Medeni Hukukun yürürlük kaynakları MK. Madde 1’de belirtilmiştir. Burada sadece medeni kanun değil bunun dışındaki yürürlük kaynaklarının da nazara alındığı anlaşılır. Kanun koyucu kanuna öncelik tanımış fakat kanunda uygulanacak hüküm bulunamazsa bu boşluğun örf ve adetle burada da bulunamazsa hâkimin koyacağı kural ile doldurulması imkânı öngörülmüştür.(hâkim bu uygulama faaliyeti sırasında kazaî kararlardan -mahkeme içtihatlarından- ve ilmi içtihatlardan –doktrinler- istifade edecektir)

Kanunlar: Yetkili yasama organı tarafından Anayasaya uygun olarak kabul edilip yürürlüğe konan yazılı hukuk kaideleridir. Bak.Kur.’nun da anayasanın 91.mad. uyarınca çıkardığı KHK’ler de kanun gibi etkili olur.

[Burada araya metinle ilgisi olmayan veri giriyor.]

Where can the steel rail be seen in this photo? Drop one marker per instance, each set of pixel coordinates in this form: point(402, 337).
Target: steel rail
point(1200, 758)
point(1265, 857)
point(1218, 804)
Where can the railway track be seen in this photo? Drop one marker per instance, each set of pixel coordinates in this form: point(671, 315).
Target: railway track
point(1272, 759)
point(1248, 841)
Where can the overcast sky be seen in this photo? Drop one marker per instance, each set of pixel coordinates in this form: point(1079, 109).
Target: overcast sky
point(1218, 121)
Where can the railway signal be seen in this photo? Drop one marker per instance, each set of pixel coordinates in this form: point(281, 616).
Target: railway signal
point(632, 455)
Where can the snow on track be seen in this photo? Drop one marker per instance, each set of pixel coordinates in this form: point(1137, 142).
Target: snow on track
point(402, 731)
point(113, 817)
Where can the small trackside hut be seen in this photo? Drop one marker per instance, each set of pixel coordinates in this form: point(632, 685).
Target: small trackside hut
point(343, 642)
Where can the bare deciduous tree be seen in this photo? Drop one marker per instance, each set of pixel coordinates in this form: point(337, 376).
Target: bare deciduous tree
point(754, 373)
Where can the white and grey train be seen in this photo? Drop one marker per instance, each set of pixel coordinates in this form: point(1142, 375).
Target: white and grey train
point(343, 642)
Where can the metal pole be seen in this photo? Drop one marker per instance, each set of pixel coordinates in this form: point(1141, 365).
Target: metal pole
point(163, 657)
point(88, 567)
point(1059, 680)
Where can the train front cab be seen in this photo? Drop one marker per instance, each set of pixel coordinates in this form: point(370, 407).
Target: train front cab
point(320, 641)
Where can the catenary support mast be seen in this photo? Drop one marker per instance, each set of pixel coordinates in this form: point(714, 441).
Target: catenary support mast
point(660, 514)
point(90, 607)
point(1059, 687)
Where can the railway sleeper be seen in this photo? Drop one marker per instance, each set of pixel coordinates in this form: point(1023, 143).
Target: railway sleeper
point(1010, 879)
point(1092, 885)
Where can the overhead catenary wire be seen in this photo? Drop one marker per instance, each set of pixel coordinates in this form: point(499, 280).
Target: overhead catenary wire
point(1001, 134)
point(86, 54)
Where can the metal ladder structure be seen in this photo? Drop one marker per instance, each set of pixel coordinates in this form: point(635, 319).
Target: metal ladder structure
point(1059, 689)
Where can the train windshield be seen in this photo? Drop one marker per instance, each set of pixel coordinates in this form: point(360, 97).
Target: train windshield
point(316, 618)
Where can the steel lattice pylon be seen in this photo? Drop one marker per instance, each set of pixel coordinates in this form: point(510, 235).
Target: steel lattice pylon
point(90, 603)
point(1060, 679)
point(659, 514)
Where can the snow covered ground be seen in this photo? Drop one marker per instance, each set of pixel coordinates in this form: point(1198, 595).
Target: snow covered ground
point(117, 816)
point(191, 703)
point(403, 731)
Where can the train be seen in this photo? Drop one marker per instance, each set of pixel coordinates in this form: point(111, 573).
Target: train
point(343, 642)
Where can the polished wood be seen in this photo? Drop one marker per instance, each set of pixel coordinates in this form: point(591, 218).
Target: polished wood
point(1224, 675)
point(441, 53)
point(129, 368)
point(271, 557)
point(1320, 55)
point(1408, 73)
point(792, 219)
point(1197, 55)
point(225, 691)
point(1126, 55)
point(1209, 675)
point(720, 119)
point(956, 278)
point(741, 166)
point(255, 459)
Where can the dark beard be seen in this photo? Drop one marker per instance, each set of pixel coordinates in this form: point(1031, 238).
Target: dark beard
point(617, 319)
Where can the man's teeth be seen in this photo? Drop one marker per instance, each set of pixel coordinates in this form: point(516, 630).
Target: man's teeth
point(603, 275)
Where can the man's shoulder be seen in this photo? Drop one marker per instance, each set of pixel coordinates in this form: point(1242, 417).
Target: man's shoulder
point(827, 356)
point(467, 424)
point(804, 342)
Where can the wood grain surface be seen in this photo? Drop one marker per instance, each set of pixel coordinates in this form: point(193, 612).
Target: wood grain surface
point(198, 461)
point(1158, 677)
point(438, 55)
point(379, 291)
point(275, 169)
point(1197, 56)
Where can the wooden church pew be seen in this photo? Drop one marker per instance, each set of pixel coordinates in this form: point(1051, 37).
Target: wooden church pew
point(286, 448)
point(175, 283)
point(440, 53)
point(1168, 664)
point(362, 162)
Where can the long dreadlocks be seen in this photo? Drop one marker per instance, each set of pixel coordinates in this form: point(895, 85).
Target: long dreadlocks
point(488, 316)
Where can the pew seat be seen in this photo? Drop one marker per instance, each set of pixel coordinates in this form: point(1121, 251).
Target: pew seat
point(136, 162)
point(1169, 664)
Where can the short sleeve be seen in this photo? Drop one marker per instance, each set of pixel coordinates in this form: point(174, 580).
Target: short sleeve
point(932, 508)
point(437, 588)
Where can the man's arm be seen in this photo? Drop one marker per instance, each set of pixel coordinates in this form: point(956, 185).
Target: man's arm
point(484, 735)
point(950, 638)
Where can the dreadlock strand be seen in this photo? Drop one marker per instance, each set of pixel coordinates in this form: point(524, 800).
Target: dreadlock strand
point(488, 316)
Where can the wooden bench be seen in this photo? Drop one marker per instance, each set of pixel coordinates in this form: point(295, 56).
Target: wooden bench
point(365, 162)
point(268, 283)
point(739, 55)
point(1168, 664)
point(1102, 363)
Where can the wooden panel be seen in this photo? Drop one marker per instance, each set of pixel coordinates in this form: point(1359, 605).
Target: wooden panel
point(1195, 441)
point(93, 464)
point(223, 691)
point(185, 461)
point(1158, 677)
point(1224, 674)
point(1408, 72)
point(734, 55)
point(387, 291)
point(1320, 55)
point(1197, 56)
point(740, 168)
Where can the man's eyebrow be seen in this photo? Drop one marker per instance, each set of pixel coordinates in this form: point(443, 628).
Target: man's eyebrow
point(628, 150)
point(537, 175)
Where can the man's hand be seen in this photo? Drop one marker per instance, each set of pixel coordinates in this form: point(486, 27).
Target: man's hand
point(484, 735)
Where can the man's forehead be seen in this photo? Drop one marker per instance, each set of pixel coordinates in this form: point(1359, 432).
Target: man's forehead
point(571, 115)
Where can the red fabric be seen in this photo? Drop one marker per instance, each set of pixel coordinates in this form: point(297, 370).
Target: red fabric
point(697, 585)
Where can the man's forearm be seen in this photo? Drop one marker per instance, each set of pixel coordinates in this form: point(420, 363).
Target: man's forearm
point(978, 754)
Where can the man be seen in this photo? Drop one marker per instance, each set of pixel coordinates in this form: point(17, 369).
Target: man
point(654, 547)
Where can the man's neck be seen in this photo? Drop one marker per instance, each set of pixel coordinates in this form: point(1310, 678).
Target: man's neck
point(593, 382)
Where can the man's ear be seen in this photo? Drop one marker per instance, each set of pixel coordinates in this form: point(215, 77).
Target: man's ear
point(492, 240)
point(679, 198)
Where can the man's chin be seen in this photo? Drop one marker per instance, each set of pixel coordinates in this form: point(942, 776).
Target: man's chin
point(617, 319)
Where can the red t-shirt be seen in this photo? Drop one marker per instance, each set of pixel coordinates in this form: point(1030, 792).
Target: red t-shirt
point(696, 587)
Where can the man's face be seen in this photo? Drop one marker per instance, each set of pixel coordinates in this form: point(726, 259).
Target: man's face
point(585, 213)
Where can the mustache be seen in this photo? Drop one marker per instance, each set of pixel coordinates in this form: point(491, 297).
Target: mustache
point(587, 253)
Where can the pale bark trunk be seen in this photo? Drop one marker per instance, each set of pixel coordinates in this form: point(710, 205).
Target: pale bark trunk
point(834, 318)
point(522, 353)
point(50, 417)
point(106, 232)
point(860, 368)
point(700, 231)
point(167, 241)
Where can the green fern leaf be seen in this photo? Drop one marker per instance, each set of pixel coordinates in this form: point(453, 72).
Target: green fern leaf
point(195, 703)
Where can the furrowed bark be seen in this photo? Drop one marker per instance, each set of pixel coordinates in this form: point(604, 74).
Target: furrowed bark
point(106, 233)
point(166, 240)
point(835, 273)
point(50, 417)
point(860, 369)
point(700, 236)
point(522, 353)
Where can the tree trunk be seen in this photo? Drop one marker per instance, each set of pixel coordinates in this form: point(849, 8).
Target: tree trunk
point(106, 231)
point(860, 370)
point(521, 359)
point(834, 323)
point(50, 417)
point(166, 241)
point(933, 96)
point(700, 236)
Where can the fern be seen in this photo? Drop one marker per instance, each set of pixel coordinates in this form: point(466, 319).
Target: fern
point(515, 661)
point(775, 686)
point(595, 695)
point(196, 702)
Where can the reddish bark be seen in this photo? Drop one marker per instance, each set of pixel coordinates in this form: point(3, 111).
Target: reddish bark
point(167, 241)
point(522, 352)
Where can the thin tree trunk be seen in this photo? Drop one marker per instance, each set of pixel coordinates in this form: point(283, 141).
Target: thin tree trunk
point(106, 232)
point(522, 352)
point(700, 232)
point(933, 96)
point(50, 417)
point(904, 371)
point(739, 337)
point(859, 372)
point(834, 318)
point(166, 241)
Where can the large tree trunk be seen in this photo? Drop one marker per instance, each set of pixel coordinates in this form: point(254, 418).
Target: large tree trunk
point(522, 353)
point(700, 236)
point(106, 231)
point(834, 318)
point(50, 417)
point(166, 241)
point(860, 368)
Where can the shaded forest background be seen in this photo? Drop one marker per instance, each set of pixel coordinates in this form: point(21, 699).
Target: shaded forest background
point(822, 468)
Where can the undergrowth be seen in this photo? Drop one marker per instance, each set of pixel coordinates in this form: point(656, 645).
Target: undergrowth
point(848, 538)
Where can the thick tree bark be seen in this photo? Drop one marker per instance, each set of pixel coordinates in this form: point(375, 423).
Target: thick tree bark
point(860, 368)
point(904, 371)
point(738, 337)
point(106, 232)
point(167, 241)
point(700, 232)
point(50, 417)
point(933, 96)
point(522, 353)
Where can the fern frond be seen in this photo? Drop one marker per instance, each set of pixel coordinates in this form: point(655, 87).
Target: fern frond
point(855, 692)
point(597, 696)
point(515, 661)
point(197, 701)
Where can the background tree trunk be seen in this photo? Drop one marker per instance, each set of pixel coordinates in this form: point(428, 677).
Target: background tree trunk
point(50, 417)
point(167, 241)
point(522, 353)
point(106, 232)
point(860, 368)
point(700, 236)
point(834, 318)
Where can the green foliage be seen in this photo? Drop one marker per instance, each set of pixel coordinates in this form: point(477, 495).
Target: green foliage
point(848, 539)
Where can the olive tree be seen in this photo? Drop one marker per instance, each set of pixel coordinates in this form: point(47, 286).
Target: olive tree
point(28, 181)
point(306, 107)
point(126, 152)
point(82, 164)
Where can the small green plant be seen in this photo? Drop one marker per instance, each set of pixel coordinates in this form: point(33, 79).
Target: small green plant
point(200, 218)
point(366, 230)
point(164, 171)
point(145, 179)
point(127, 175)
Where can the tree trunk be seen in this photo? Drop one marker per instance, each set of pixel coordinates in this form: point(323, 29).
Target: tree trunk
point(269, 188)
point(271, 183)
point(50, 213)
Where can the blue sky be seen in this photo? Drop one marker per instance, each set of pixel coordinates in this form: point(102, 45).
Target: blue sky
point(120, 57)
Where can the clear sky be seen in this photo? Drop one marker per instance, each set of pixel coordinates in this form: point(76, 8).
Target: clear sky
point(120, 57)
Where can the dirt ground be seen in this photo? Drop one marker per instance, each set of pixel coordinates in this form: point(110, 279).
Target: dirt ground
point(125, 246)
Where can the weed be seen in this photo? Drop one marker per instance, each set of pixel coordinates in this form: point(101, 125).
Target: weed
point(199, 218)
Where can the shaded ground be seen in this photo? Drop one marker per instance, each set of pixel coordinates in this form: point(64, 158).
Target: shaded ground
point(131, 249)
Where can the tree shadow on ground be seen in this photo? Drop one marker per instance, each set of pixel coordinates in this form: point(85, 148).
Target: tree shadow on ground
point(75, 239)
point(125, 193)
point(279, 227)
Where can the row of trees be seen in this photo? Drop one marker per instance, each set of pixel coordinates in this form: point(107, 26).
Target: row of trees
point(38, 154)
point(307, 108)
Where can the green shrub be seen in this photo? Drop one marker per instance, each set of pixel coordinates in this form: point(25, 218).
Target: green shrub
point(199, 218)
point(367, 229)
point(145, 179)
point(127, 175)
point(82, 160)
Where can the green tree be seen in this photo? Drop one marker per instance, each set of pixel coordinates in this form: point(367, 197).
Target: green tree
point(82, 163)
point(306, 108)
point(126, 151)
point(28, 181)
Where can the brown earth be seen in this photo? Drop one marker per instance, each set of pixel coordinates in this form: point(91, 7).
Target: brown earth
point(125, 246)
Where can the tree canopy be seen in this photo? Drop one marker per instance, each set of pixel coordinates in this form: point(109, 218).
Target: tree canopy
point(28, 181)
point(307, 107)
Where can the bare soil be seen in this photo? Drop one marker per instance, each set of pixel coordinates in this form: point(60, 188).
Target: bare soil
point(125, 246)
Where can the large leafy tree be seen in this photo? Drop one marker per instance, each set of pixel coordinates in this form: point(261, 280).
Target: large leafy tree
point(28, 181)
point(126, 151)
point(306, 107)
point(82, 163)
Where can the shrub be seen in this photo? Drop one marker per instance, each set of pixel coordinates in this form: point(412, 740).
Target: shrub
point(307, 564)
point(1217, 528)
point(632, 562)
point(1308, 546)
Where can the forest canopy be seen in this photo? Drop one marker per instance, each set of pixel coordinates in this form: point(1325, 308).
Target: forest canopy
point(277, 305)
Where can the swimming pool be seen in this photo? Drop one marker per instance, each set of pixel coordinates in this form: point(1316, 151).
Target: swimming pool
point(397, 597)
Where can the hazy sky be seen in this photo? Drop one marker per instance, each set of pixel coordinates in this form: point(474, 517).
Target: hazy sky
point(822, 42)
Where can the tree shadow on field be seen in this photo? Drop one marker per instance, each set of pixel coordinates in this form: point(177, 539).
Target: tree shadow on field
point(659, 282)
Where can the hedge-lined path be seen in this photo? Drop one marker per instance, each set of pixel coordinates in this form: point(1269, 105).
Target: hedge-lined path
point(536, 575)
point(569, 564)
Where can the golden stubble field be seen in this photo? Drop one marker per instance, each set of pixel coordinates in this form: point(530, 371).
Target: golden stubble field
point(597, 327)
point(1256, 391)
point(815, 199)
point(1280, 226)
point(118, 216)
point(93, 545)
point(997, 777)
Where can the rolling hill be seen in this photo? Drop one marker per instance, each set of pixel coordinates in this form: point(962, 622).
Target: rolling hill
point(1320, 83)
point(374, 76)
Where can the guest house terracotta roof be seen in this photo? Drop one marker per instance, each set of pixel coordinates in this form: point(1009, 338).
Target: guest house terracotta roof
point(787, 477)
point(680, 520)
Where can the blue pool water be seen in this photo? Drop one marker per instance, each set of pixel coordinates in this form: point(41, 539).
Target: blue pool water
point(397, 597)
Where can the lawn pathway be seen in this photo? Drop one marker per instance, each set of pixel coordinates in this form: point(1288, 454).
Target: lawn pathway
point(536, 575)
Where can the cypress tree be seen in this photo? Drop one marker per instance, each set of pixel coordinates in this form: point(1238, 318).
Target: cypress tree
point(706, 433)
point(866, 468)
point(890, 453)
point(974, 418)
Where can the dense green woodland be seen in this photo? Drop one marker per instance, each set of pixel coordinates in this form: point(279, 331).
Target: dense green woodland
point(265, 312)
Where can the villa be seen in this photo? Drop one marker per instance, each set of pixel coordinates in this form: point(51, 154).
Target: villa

Tüzükler: (Nizamnameler)Kanunların uygulama esaslarını ve uygulama aşamasına ilişkin detayları göstermek ve kanunun emrettiği sair hususları düzenlemek için Bak.Kur.’ca Danıştay’ın incelemesinden geçirilerek yürürlüğe konan yazılı hukuk kurallarıdır. Tüzükler kanunlara aykırı olamaz.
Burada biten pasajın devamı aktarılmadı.